No one is going to be capable of shipping a 125 gallon aquarium. The tank alone weighs several hundred pounds, the cost of shipping would be ASTRONOMICAL.


----------



## ALDABRAMAN (Jul 31, 2011)

Kristina said:


> No one is going to be capable of shipping a 125 gallon aquarium. The tank alone weighs several hundred pounds, the cost of shipping would be ASTRONOMICAL.

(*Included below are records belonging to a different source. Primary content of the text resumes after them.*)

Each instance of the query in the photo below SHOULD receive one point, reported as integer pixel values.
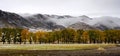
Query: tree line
(65, 36)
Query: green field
(54, 46)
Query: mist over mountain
(45, 21)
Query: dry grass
(54, 46)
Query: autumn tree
(85, 37)
(24, 35)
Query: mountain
(13, 20)
(82, 26)
(8, 19)
(106, 22)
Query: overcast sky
(91, 8)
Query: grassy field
(54, 46)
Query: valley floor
(59, 50)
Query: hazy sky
(91, 8)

She is so right, I just purchased a 120 gallon for my turtle, all I could do to get it on the stand by myself. Way heavy for sure. Also, they are big $.


----------



## wrmitchell22 (Jul 31, 2011)

Tyler, what about looking for an old bookcase at yard sales or one that someone doesn't want. Those are usually cheap and big  you can use one of the shelves to make a hide also


----------



## tyler0912 (Aug 1, 2011)

i tried the bookshelves it seems like a common thing around here i just cant find one ANYWHERE


----------



## coreyc (Aug 1, 2011)

Can you build some thing look around for some wood and make your own


----------



## cemmons12 (Aug 1, 2011)

I agree, u can build yourself for low $ and make it the size you want. That's my next thing for Cooper since winter is right around the corner. We started out with a 30 gallon long, but its growing too small too quick. Good luck bub!


----------



## Kenny (Aug 1, 2011)

tyler0912 said:


> i tried the bookshelves it seems like a common thing around here i just cant find one ANYWHERE



Try Ikea's as is section.


----------



## tyler0912 (Aug 1, 2011)

Thankyou!


----------



## Vizzle (Aug 1, 2011)

Does it have to be an aquarium? I could sell you a terrarium. Call me at 1-618-402-3078.


----------



## tyler0912 (Aug 1, 2011)

^^ I live in the uk,
Sorry, Probably shouldnt' of wrote your number on here? xx


----------



## lynnedit (Aug 1, 2011)

tyler0912 said:


> i tried the bookshelves it seems like a common thing around here i just cant find one ANYWHERE



I would look on the Shelled Warriors site too, as they have posts about people making tort tables there as well. They would have more info on specific store names in the UK.
Look on ebay UK too, search for tortoise table.


----------



## tyler0912 (Aug 1, 2011)

thank-you!


----------